There's another ghost similar to the phantom hitcher, that will walk onto roads in the dead of night, in the path of an oncoming car. The driver will freak out on seeing this, and either run himself off the road, or hit the brakes, probably 'hitting' the ghost, but when he or she gets out to see if anyone was hurt, the ghost is gone. Again, there are some variations on this story, where the ghost is of someone who committed suicide by running into traffic, trapped in re-experiencing their death with new victims each time.
There are several bridges in the US that are each known as "Crybaby Bridge." Wikipedia has
a short list of locations. The general story is that a baby or young child was killed at or near the bridge, sometimes of drowning, and sometimes the kid's crying can be heard by the bridge.
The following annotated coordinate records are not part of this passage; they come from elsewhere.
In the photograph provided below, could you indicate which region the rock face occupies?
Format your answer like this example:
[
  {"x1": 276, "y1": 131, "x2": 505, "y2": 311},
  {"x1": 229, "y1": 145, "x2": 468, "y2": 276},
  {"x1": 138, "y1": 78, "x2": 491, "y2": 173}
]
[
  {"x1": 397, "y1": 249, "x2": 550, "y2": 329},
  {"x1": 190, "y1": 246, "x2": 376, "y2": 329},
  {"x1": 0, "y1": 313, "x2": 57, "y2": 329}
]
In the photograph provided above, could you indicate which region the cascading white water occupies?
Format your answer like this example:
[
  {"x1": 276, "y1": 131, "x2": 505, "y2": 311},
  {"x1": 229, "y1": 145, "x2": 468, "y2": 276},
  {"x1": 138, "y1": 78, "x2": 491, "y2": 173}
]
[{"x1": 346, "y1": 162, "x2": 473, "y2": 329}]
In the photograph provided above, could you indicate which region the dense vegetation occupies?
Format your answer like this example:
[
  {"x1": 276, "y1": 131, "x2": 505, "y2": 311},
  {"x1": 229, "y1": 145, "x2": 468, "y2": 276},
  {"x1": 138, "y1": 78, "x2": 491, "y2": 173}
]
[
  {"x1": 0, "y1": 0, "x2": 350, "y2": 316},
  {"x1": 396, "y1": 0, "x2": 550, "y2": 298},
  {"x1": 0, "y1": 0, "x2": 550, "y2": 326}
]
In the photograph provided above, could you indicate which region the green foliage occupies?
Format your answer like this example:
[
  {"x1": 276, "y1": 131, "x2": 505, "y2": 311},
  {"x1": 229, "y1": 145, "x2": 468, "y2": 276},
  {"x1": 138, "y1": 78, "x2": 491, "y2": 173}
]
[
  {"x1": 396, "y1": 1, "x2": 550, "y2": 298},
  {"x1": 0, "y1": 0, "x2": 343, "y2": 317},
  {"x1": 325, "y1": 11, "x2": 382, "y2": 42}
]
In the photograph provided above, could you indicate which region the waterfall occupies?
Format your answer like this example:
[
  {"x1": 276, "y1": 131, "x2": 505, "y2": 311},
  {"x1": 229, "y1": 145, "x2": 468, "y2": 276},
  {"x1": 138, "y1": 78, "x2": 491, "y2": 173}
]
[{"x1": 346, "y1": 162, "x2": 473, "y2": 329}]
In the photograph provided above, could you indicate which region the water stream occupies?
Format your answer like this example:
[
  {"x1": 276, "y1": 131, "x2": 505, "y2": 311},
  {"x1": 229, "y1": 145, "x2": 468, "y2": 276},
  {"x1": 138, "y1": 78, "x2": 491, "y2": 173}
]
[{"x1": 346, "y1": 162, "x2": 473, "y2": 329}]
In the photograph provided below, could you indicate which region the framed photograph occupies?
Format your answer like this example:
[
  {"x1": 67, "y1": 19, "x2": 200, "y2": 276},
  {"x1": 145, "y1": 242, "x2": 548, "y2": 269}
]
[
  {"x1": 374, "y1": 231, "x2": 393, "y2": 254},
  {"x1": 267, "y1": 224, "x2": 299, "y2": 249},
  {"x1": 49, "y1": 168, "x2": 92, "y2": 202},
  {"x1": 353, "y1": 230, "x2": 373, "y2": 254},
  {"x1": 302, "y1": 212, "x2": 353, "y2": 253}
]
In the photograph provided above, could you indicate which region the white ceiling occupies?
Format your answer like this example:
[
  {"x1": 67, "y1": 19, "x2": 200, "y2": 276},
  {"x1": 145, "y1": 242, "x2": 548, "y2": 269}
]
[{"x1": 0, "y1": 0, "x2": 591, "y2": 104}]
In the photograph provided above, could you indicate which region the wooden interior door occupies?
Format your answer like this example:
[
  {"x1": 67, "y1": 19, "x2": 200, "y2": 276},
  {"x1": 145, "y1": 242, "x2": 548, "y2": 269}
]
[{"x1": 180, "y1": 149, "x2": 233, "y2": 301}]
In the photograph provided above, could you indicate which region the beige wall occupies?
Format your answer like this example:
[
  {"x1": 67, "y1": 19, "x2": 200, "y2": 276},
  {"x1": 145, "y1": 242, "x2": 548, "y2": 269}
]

Native Americans, especially in colder climates, had a story of a monster called the Wendigo. It looks like a human suffering late-stage hypothermia: its skin is blue, especially the lips, the tips of its fingers and toes are black from frostbite, and some of its fingers and toes are even missing. There's sometimes a layer of frost on its skin. Also, because of the hypothermia, even though its body is terribly cold, it
thinks it's being afflicted with a painful heat, and sometimes babbles to complain it's burning up; my favorite version of this story had a Wendigo whose feet were trapped in blocks of ice, and it would scream, "My burning feet! My fiery feet of flame!"
Anyway, the Wendigo stalks people during winter; it's very good at staying out of sight, but it likes to make extra noise so its victims still know they're being followed. Eventually, some of the people it follows will panic, and will run blindly through the snow trying to escape. When this happens, the Wendigo runs them down and savagely beats them, claws them, and bites them. Some people die, some people escape, and some people are affected so badly they become Wendigo themselves, chasing their own victims down while half-naked and raving that they're too hot. The Wendigo's kinda like a very mean yuki-onna.